Pelo

 en Jorge Valencia Munguía

Jorge Valencia*

El pelo es una de las últimas evidencias de nuestra bestialidad. Tiene que ver con la adaptación a las condiciones climáticas con las que nuestros antepasados conquistaron la intemperie. Tal vez para proteger la temperatura de lo más preciado que tenemos, el cerebro, la cabeza humana resolvió una estrategia capilar a prueba de deslaves. A diferencia de los simios y otros animales, nuestros pelos son largos y delgados y, salvo la inmiscusión infortunada de la alopecia, nunca dejan de crecer. Su extensión alcanza el capricho del peluquero, la influencia de las modas y el prejuicio de la higiene. Inquilinos mal venidos a los que el jabón repele, los piojos gustan de tan sabroso ecosistema.
El pelo ha sido el símbolo indiscutible de la cultura que lo peina. Los Luises de Francia optaron por los postizos y las pelucas tal vez para no cederle la atención que se merece: debajo de sus rizadas imposturas se evidenciaba la inmundicia de una sociedad polarizada y decadente. Los romanos fueron los primeros que la historia nos refiere asépticos a base de tijeras, mientras que los egipcios se rapaban y simulaban cabelleras monumentales hechas de crines y otras confabulaciones.
Quizá nadie represente mejor la libertad de los “hippies”, cuya irreverencia los llevó a dirimir diferencias genéricas y socioeconómicas con melenas hirsutas, enemigas de afeites y brevedades.
En algún sitio arcano los diseñadores del pelo deciden tamaños, formas y texturas que difunden entre los adoradores del presente a ultranza. Los futbolistas argentinos ya no se distinguen de los yuppies de Wall Street. Por sí mismo, el cabello cada vez describe menos diferencia ni individualidad. Demuestra épocas, pero no convicciones. Hasta los hijos de familia presumen mohicanas en Misa.
Obstante, exhibe el tamaño de la pulcritud y de los hábitos personales.
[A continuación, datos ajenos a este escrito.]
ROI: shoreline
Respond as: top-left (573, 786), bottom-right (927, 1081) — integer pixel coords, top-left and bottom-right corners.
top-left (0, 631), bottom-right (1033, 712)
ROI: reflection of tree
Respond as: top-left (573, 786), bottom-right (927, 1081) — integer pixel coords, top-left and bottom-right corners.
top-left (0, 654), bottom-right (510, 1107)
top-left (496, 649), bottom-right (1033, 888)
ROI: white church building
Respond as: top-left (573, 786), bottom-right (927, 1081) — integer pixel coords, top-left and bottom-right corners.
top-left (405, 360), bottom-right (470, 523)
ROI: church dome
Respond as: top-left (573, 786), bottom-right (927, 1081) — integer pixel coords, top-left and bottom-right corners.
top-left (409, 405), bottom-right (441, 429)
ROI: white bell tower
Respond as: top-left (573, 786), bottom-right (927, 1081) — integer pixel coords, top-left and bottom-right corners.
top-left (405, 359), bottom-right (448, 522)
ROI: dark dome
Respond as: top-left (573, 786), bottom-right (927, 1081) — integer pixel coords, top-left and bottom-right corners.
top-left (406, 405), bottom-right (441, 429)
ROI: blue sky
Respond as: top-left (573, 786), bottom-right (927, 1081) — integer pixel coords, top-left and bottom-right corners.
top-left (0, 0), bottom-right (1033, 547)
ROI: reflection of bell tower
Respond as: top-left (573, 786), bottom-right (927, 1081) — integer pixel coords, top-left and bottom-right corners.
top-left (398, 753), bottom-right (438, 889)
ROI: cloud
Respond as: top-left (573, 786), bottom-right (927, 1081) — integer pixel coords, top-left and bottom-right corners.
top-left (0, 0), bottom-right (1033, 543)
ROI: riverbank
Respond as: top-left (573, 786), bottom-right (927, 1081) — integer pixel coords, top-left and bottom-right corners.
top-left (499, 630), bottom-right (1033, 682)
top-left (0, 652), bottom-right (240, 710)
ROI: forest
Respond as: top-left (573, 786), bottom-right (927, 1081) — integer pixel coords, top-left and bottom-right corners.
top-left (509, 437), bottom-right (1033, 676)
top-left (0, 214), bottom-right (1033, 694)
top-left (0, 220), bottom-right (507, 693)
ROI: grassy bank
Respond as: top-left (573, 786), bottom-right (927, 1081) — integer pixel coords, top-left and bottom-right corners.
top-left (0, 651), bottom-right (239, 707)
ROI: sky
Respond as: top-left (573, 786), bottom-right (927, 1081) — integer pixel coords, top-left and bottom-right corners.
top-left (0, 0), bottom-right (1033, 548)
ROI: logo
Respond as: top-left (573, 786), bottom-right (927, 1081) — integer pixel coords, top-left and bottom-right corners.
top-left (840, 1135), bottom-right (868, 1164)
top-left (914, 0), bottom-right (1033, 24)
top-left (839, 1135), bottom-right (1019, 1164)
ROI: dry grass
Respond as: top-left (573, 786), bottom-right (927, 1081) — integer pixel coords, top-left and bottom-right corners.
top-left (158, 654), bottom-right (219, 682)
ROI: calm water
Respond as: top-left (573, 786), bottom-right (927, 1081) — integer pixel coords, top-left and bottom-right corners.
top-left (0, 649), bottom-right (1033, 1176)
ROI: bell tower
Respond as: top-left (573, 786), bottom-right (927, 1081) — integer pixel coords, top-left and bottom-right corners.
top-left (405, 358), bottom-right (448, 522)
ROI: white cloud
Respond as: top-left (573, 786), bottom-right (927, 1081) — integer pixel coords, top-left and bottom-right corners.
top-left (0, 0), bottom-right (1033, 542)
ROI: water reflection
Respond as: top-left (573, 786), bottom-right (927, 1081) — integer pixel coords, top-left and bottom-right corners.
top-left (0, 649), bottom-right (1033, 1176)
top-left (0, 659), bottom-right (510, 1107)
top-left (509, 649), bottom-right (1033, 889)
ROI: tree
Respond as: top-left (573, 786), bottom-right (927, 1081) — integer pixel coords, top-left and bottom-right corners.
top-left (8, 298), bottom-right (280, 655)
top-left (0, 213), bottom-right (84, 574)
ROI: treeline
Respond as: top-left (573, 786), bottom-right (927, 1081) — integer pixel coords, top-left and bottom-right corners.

Hay quien alardea el “almohadazo” sin remordimiento o el tratamiento de L’Oreal recién sometido, el corte de salón o la mordida de burro auto infligida. El rape se justifica para quienes fraguan una enemistad médica con los pelos. Al menos los propios.
Tiene conducta genética. Se hereda la cantidad, el color, la ondulación y la resistencia. La herencia europea tiende a la especulación mientras la indígena, a la esplendidez y grosura. A través del pelo podemos suponer también el origen de una persona.
Además de todas sus calamidades, la pandemia obliga una lectura de los otros a través de sus greñas. El Zoom revela a los practicantes del baño diurno, a quienes tienen la destreza en las artes del “estilismo” y a quienes la reunión laboral los sorprende sin una manita de gato.
Largo o corto, chino o lacio, rubio o negro o cano, el pelo demuestra quiénes queremos –a veces, sólo lo que podemos– ser. Nuestro cabello es una cesión de nosotros para los demás. Tanto o más que el aroma; tanto o menos que nuestra mirada. Es un mensaje tácito. Una aspiración cifrada. Un rastro de identidad (aún la concedida).